Anayasa'nın bu kuralına göre, Anayasa Mahkemesi'nce iptal edilerek
Anayasa'ya aykırılığı belirlenen bir hükümle aynı ya da özdeş nitelikte olan
bir başka kuralın yasalaştırılarak Anayasa Mahkemesi kararının etkisiz duruma
düşürülmesi, kuşkusuz, Anayasa'nın 153. maddesinin ağır ihlâli anlamına gelir.
Anayasa Mahkemesi, 7.3.1989 günlü kararıyla Yükseköğretim
Yasası'na eklenen "Ek Madde 16"yı bu maddenin içerdiği, özellikle,
"Dini inanç sebebiyle boyun ve saçların örtü ve türbanla kapatılması
serbesttir." kuralını Anayasa'ya aykırı bularak iptal etmiştir.
Dava konusu "Ek Madde 17" ise, "Yürürlükteki
Kanunlara aykırı olmamak kaydı ile; Yükseköğretim Kurumlarında kılık ve kıyafet
serbesttir" kuralını öngörmüştür. Bu maddeyle getirilen düzenlemenin, dini
inanç sebebiyle boyun ve saçların örtü ve türbanla kapatılması serbestisini de
içerdiği söylenebilirse, kuşkusuz, "Anayasa'nın 153. maddesine açık bir
aykırılık vardır" denebilecektir. Ancak, bundan önceki bölümde ayrıntılı
biçimde belirtildiği gibi, maddenin getirdiği serbesti, Yürürlükteki Yasalara
(Anayasa da bir yasa olduğuna göre aynı kapsam içindedir) aykırı olmamak
koşuluyla sınırlıdır. "Dini inanç sebebiyle boyun ve saçların örtü ve
türbanla kapatılması serbestisi"nin Anayasa Mahkemesi'nin kararıylaAnayasa'ya
aykırılığı belirlendiğinden, "Yürürlükteki Kanunlara aykırı olmamak"

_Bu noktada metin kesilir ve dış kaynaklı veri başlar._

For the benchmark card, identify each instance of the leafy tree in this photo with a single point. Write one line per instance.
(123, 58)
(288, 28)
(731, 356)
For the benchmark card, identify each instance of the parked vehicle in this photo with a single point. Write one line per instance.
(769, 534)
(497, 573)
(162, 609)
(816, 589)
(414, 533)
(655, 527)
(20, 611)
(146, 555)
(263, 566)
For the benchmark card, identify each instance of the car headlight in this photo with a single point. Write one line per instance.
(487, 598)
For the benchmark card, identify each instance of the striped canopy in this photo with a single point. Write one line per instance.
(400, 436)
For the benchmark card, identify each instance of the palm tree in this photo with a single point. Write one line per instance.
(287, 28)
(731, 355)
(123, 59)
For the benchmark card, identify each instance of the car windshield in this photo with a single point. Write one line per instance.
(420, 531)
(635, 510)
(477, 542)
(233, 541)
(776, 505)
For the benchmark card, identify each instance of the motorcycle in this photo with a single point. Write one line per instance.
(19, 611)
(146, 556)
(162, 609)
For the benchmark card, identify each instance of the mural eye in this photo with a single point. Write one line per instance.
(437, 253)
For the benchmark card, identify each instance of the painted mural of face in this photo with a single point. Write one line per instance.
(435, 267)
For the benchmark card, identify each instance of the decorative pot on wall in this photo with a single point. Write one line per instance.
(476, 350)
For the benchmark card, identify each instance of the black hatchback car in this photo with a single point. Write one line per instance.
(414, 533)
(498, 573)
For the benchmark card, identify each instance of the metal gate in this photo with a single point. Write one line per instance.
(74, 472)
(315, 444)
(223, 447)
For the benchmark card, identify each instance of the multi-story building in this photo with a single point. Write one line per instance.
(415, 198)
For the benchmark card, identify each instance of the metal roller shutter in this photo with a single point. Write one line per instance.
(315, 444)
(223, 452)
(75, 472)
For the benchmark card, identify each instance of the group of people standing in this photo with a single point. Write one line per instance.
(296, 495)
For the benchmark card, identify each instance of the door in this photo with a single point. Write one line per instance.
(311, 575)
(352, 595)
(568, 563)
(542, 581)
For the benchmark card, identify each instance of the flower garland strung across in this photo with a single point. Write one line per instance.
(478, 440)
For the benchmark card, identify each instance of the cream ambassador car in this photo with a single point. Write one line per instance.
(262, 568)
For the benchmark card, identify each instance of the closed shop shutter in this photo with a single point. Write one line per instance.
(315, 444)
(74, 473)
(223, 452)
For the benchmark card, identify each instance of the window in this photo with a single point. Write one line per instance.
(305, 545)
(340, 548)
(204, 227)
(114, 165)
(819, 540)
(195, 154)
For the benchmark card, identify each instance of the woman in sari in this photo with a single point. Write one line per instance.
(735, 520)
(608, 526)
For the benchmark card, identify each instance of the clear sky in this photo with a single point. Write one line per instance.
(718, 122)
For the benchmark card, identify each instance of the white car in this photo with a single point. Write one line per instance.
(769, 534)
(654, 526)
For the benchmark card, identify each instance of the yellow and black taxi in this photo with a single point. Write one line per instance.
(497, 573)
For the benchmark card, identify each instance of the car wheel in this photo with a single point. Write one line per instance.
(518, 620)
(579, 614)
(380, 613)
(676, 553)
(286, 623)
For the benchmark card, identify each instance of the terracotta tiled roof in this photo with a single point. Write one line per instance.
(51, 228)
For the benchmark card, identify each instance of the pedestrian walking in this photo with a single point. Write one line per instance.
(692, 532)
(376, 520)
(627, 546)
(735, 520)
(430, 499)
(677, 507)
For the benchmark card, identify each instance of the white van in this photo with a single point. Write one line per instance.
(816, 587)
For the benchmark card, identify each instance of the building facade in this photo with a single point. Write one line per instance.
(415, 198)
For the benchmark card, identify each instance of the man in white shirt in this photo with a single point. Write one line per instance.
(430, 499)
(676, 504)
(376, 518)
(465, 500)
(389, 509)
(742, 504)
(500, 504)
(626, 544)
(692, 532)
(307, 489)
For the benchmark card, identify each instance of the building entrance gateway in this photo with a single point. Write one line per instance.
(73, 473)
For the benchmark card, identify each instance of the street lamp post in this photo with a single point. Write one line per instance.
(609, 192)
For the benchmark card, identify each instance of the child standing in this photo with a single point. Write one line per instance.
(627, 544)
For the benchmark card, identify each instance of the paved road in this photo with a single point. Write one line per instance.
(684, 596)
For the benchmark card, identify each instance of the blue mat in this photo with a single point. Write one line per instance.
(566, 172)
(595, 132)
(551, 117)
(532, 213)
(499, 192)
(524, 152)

koşulunun araştırılmasında, Anayasa'ya aykırılığın var olup olmadığının
öncelikle saptanması gerekir. Dava konusu maddeyle getirilen serbestinin,
"Dini inanç sebebiyle boyun vesaçların örtü ve türbanla
kapatılmasını" içermediği kabul edilmelidir.
Bu durumda, Anayasa Mahkemesi tarafından iptal edilen Ek 16. Madde
ile dava konusu Ek 17. Madde aynı ya da özdeş nitelikte kurallar değildir.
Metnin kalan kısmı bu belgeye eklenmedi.